Anne Boleyn’s Hever “Rose” portrait is one of history’s most iconic faces, with her “B” pendant, her French hood, her dark eyes and a red rose in her right hand. Now a secret that has remained hidden for nearly 500 years has been discovered beneath the layers of paint.
Scientific analysis of the painting at Hever Castle, her childhood home in Kent, has uncovered evidence that an Elizabethan artist sought to create a “visual rebuttal” to claims that Henry VIII’s ill-fated wife was a witch with a sixth finger on her right hand.
While dendrochronological or tree-ring analysis has dated the oak panel to about 1583 – within the reign of Anne’s daughter, Elizabeth I – infrared technology has uncovered a dramatic underdrawing.

A discarded triangular form beneath Anne’s right arm is thought to record the precise moment that the artist departed from an inherited design, deciding instead to show Anne holding a red rose, with her hands and fingers clearly visible.
In the 16th century, artists used “patterns” drawn from life in brief sittings, so that they could reproduce royal portraits consistently. These were circulated between workshops as approved likenesses.
The Hever “Rose” underdrawing shows that the artist initially used the so-called “B” pattern, which generally focused on Anne’s head and shoulders, before adapting it “to debunk the slander of the day” as a lie.
Dr Owen Emmerson, an assistant curator at Hever, said: “By clearly displaying five digits on each hand, the portrait acts as a visual rebuttal to hostile rumours and as a defence of Anne Boleyn – and, by extension, of her daughter Elizabeth’s legitimacy.”
Anne was imprisoned for adultery in the Tower of London in 1536. Although she denied the charges, she was found guilty of treason and beheaded. Her only crime had been her failure to give Henry VIII a son.
The king had divorced the first of his six wives, Catherine of Aragon, to marry Anne – a marriage that led him to break with the Catholic church and brought about the English Reformation. Henry VIII removed all traces of Anne from the royal palaces and no portrait painted during her lifetime is thought to have survived.
The Hever team conclude from the latest analysis that their portrait is the earliest scientifically dated panel portrait of Anne currently known, created when her image was being consciously re-examined during Elizabeth I’s reign, at a time of intense political and religious anxiety.

In her 2025 book, The Many Faces of Anne Boleyn, Helene Harrison suggested that Anne’s hands were prominently displayed in the Hever Rose portrait to counter claims by Nicholas Sanders, a 16th-century writer and activist, who campaigned for the restoration of Roman Catholicism in England. He sought to undermine Elizabeth I’s legitimacy, writing that Anne had “on her right hand six fingers”. On being told of the new evidence, Harrison said it was amazing to find that the analysis supported her theory.

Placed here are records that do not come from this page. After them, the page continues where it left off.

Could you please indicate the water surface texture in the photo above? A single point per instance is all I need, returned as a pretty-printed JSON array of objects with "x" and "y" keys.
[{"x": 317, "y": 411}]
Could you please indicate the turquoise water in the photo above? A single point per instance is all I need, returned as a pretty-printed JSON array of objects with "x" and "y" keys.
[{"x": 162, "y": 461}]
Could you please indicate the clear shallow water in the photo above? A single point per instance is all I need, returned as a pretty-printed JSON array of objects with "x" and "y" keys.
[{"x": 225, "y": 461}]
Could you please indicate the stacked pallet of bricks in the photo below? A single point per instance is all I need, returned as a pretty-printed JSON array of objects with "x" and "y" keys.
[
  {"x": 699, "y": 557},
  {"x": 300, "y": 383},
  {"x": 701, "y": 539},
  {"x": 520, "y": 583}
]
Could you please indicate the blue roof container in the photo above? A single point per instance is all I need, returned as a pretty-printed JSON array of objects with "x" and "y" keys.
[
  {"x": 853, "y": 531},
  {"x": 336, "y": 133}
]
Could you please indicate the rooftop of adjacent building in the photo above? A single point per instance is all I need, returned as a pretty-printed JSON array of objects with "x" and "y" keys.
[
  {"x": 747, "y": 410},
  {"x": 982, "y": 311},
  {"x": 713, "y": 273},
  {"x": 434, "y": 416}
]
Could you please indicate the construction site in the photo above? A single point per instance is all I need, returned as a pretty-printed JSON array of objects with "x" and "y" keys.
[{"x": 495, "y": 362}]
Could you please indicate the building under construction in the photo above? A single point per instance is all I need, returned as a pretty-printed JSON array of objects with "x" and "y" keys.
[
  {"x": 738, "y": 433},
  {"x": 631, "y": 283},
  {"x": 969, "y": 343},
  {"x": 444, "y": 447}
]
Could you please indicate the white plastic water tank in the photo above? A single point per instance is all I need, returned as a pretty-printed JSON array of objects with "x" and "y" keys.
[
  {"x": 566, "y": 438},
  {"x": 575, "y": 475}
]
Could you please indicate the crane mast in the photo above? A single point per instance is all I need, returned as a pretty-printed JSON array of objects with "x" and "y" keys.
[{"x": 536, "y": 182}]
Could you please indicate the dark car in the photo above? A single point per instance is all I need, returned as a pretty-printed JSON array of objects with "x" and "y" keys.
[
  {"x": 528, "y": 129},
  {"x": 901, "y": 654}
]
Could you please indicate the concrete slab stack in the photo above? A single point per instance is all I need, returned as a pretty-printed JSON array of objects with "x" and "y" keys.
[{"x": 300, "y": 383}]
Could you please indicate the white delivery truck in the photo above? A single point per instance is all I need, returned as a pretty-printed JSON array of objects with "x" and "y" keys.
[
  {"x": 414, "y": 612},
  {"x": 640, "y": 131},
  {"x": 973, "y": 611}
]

Kate McCaffrey, who is also an assistant curator at Hever, said: “It’s really thrilling. This is very strong evidence of a visual rebuttal of a very specific myth of witchcraft and six fingers, which is really quite extraordinary. The scientific analysis extends this to a very specific political moment in time.
“It’s Elizabeth’s way of not only reclaiming her own legitimacy and lineage, but also restoring the legitimacy of her mother. It’s impossible to say that Elizabeth herself commissioned this portrait, but it certainly seems too much of a coincidence for it not to be in response to rumours that were circulating at this time.”
The dendrochronology was undertaken by Ian Tyers, an independent specialist, while infrared reflectography and material analysis were conducted at the Hamilton Kerr Institute, University of Cambridge.
The portrait will feature in a forthcoming exhibition at Hever, titled Capturing a Queen: The Image of Anne Boleyn. It will explore how Anne’s image was “created, deliberately altered and politically deployed”.
For her contemporaries, beauty was in the eye of the beholder. While the Venetian ambassador Francesco Sanuto described her as “not one of the handsomest women in the world”, the German humanist Simon Grynaeus thought she was “good-looking”.
McCaffrey said: “Her appeal lay in her intelligence, confidence and charisma. That is what caught Henry’s eye and heart.”
Capturing a Queen: The Image of Anne Boleyn opens on 11 February, running until 2 January 2027.